Vietnam Ministry of Finance Wants 60% Public Investment By Q3

ARGO CAPITAL
6 Min Read

Stronger Momentum in Public Investment Disbursement Drives National Growth Goals

Việt Nam’s Public Investment disbursement reached an impressive VNĐ409.17 trillion (US$15.49 billion) by August 31, successfully hitting 39.9 per cent of the annual plan and 46.3 per cent of the Prime Minister’s target, according to a report from the Ministry of Finance (MoF).

This performance marks a clear and significant improvement compared to the figures recorded during the same period last year, which were 36.9 per cent and 40.4 per cent, respectively, demonstrating a heightened commitment to accelerating capital expenditure.

A particularly notable area of progress was the disbursement of capital funded by the local budget, which saw a sharp advancement, reaching 58.3 per cent and recording an 18.3 per cent year-on-year increase.

This indicates that sub-national governments are effectively accelerating their expenditure on regional projects.

The Ministry of Finance has set a clear and demanding goal: to disburse at least 60 per cent of the Prime Minister’s target by the close of the third quarter and to achieve a full 100 per cent disbursement by the end of the year.

To ensure these critical targets are met, the MoF has directed ministries and provinces to finalize all detailed public investment disbursement plans by September 30.

This strict deadline is intended to guarantee timely allocation of funds, allowing for immediate project execution.

Furthermore, the ministry has called for intensified monitoring to swiftly detect and resolve any operational problems or specific bottlenecks facing individual projects, and to quickly report any deeper institutional or regulatory obstacles to the competent authorities for immediate resolution, thereby speeding up the implementation of public investment.

See also  Tidlor Reveals 2025 Growth Story And Key Challenges

Accelerating Key National and Regional Infrastructure Projects

The successful fulfillment of the Public Investment targets is crucially dependent on the accelerated execution and disbursement for a portfolio of major national transport works and key regional projects, which are central to Việt Nam’s economic connectivity and future growth.

The report noted that while progress is being made, site clearance remains the most significant and pervasive obstacle hindering rapid project execution, with the ministry urging local leaders to take stronger, more decisive action to overcome this bottleneck.

Priority is now being placed on advancing major national transport works with the aim of completing at least 3,000 km of expressways, over 1,000 km of coastal roads, and the vital Long Thanh International Airport this year.

This aggressive infrastructure agenda is viewed as a catalyst for future economic activity.

In addition, key regional projects require stronger disbursement rates to ensure regional linkages are established.

These include the Ninh Bình – Hải Phòng Expressway, Ring Road 4 of the Hanoi Capital Region, and critical southern projects such as Gia Nghĩa – Chơn Thành, Tân Phú – Bảo Lộc, Bảo Lộc – Liên Khương, Ring Road 3 of HCM City, and the HCM City – Mộc Bài Expressway.

For projects funded by Official Development Assistance (ODA), authorities and investors have been instructed to fast-track administrative procedures, adhere strictly to established schedules, and address any obstacles immediately to prevent delays in externally-funded initiatives.

The effectiveness of this coordinated Public Investment push is vital, as the MoF has stressed that meeting the challenging 2025 disbursement target is absolutely essential to achieving the overall national GDP growth goal of at least 8 per cent, making timely spending a macroeconomic imperative.

See also  Việt Nam Rice Exporters Face New Credit Rating System

Policy Compliance and Revenue Generation at Local Level

The overall success of the national Public Investment agenda is also intertwined with the need for better local budget revenue generation, particularly from land sources, and strict compliance with financial reporting regulations across all provincial levels.

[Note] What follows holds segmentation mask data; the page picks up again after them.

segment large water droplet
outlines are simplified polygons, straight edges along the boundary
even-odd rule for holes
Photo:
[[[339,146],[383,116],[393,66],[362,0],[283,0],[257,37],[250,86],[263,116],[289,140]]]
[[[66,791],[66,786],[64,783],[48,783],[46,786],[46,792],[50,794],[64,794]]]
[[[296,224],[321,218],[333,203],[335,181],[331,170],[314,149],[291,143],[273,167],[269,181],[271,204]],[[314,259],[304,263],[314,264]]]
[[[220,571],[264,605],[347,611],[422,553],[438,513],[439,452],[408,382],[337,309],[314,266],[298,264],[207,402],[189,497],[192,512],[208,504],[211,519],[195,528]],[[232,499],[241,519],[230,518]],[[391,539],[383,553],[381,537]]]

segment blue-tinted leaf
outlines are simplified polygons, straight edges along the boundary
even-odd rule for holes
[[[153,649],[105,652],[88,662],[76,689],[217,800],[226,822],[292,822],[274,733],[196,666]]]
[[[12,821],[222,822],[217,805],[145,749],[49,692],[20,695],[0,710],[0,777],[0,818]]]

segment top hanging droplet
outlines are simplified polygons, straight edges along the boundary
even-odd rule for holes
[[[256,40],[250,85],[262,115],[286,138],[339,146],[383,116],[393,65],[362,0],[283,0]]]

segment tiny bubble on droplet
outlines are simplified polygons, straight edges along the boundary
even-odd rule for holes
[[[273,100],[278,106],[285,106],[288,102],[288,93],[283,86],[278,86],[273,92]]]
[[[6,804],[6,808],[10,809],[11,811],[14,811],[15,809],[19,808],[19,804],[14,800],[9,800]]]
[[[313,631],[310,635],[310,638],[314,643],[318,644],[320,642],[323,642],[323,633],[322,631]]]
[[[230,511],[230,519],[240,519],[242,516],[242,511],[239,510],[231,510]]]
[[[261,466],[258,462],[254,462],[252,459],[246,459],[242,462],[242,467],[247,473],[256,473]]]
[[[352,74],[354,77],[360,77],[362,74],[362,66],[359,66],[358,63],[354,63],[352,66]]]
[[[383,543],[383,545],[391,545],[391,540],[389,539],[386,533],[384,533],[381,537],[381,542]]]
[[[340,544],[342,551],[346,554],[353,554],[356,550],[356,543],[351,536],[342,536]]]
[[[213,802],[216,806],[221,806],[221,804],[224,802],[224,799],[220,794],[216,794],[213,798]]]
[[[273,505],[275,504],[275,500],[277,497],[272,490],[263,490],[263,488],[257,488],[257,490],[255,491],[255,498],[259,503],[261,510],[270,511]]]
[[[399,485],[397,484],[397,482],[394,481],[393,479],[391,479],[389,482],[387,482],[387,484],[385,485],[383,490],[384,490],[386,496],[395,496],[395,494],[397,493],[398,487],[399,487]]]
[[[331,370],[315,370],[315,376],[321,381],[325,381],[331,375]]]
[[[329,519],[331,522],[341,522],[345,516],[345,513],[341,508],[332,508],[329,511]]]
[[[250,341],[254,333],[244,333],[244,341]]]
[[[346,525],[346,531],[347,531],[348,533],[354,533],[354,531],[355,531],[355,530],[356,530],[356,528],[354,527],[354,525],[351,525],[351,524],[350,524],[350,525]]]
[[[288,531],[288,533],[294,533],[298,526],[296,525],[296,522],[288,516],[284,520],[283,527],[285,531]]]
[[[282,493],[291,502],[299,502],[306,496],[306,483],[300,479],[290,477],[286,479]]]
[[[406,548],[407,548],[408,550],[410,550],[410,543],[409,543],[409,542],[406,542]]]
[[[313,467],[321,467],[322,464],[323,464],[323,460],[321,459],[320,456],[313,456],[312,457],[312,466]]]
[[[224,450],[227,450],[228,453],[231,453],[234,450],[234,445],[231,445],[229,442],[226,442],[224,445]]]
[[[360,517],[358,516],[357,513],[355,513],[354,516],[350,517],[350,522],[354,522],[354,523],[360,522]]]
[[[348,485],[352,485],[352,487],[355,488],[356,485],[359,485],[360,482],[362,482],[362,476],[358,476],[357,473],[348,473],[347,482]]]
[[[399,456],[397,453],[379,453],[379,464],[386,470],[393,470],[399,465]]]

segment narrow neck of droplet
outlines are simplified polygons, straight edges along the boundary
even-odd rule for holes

The MoF’s data revealed mixed performance across various administrative bodies: nine ministries and central agencies, along with 22 provincial-level localities, have either met or successfully exceeded the national average disbursement rate.

Conversely, a substantial 29 central bodies and 12 localities are still lagging below the national average, indicating a need for performance reviews and targeted assistance.

The ministry has made a technical adjustment to the calculation of disbursement rates, now excluding recently added capital allocations, as some units received their funds late in the year.

This ensures a fairer assessment of those bodies responsible for projects that were allocated capital earlier.

Furthermore, provinces have been given a firm reminder to actively increase their budget revenue, with a specific focus on revenue generated from land-related activities.

This internal revenue generation provides provinces with greater financial autonomy and capacity to co-fund major infrastructure projects initiated through Public Investment.

Crucially, all provinces are required to strictly comply with the reporting rules mandated under the ministry’s Circular No. 37/2025/TT-BTC.

This compliance ensures transparency, accountability, and accurate tracking of expenditure, which is vital for effective fiscal management and for the successful monitoring of the government’s ambitious capital expenditure plan designed to stimulate strong economic expansion.